Wezwani do awanturujących się w nocy sąsiadów funkcjonariusze policji wskazali im, kto zadzwonił na komendę. Czy złamali prawo? - zastanawia się "Życie Warszawy".
Mieszkaniec warszawskiej Woli kilka dni temu wezwał policję do awanturujących się sąsiadów. Patrol przyjechał dość szybko. Wzywający widział, jak policjanci zapukali do mieszkania sąsiadów, słyszał też ich rozmowę, gdy poinformowali lokatorów, że to on wezwał policję. Teraz obawia się nieprzyjemności ze strony głośnych sąsiadów.
Oficer wolskiej policji przyznaje mu rację. Natomiast Maciej Karczyński, rzecznik Komendy Stołecznej Policji, uważa, że funkcjonariusze mieli prawo podać nazwisko osoby, która dzwoniła na komendę, gdyż sąsiedzi i tak by je poznali w momencie skierowania przez do sądu wniosku o ukaranie za zakłócanie ciszy nocnej. Jednak w tym konkretnym przypadku policjanci nie skierowali do sądu żadnego wniosku o ukaranie za zakłócania ciszy nocnej.

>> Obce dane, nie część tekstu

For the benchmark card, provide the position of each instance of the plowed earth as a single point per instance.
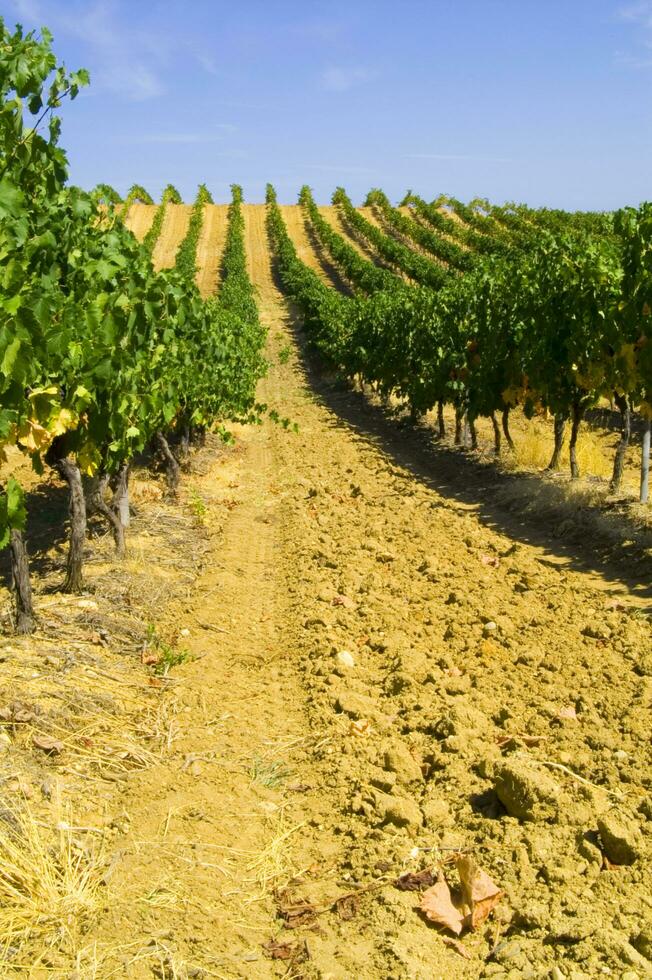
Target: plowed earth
(386, 673)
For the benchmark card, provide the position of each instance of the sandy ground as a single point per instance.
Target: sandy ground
(386, 668)
(140, 218)
(173, 231)
(210, 247)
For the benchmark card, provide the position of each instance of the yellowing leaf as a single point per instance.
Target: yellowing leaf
(481, 894)
(437, 904)
(62, 422)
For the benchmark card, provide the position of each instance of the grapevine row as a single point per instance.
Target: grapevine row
(418, 268)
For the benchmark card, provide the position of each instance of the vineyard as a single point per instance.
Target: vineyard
(326, 628)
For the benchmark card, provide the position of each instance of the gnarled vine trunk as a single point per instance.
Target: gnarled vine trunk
(497, 434)
(473, 433)
(645, 463)
(70, 472)
(578, 414)
(559, 430)
(441, 425)
(100, 505)
(172, 469)
(459, 418)
(120, 500)
(21, 584)
(506, 432)
(625, 436)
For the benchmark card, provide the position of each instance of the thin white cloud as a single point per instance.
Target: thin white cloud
(337, 168)
(124, 62)
(201, 136)
(339, 78)
(640, 15)
(471, 157)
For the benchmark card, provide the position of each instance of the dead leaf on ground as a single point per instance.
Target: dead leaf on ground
(347, 907)
(458, 946)
(529, 741)
(295, 914)
(19, 713)
(481, 893)
(415, 881)
(493, 561)
(361, 727)
(343, 600)
(297, 952)
(47, 744)
(437, 903)
(567, 712)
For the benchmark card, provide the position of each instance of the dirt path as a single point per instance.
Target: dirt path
(308, 248)
(332, 215)
(379, 669)
(211, 246)
(173, 230)
(140, 218)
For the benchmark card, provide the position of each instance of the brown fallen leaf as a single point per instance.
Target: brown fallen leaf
(458, 946)
(492, 560)
(567, 712)
(19, 713)
(343, 600)
(437, 904)
(481, 894)
(295, 915)
(47, 744)
(512, 741)
(360, 727)
(413, 881)
(297, 952)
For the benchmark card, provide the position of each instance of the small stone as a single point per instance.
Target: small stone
(87, 604)
(385, 557)
(346, 659)
(354, 705)
(621, 838)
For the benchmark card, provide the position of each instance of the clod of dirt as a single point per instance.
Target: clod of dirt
(414, 881)
(463, 720)
(48, 744)
(621, 838)
(345, 659)
(526, 793)
(397, 759)
(398, 810)
(436, 814)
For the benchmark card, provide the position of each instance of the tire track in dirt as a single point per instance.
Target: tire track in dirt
(210, 247)
(173, 230)
(139, 219)
(475, 659)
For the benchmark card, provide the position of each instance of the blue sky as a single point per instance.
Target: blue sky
(541, 101)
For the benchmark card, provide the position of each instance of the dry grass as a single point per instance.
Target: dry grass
(51, 884)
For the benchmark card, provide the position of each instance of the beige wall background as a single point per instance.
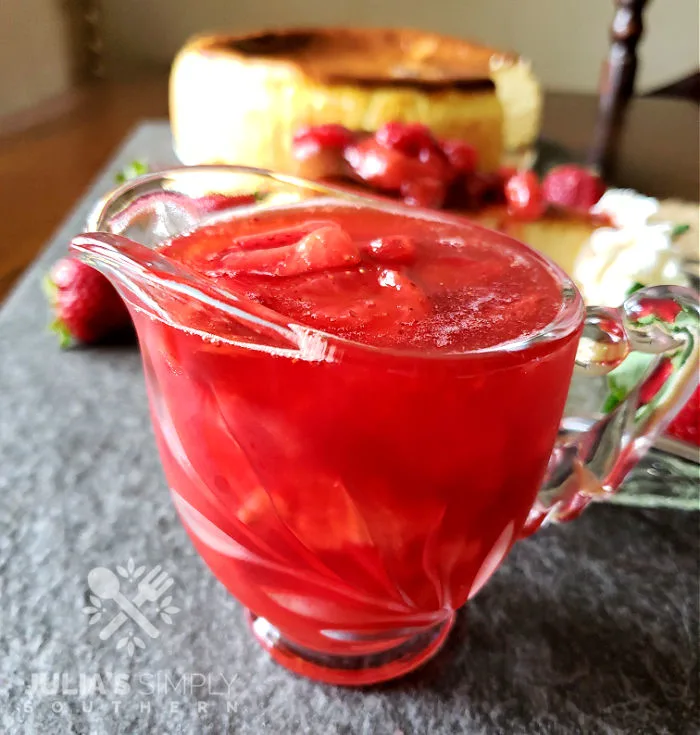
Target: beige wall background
(566, 39)
(35, 62)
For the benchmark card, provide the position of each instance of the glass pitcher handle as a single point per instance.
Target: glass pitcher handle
(647, 351)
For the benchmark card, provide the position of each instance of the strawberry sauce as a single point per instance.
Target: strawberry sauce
(355, 501)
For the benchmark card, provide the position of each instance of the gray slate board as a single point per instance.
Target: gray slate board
(590, 628)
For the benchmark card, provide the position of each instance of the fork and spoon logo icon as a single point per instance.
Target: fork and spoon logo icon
(106, 585)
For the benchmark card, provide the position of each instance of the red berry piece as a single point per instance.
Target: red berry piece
(379, 166)
(462, 157)
(278, 238)
(408, 138)
(393, 249)
(653, 384)
(322, 249)
(686, 425)
(481, 189)
(572, 186)
(323, 136)
(219, 202)
(86, 306)
(424, 192)
(524, 196)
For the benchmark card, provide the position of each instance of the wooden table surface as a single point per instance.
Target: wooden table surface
(46, 166)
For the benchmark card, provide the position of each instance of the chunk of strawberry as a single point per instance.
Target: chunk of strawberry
(408, 138)
(381, 167)
(282, 236)
(322, 137)
(378, 304)
(572, 186)
(322, 249)
(462, 157)
(218, 202)
(393, 249)
(213, 242)
(524, 196)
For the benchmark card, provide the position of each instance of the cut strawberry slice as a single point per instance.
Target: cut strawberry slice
(208, 245)
(219, 202)
(283, 236)
(392, 249)
(372, 304)
(322, 249)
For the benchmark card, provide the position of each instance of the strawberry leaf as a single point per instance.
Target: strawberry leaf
(134, 169)
(679, 231)
(61, 329)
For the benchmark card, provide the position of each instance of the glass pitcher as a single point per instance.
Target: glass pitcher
(354, 498)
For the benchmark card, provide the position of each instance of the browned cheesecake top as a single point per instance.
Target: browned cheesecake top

Adam Bodnar prawnik, sekretarz zarządu Helsińskiej Fundacji Praw Człowieka powiedział gazecie, że policja nie powinna ujawniać, kto do niej dzwonił. "Jeśli funkcjonariusze będą ujawniać zakłócającym spokój, kto prosił ich o interwencję i te osoby będą o tym wiedziały, to na drugi raz - zanim zadzwonią na komendę - długo się zastanowią, czy warto" - dodał.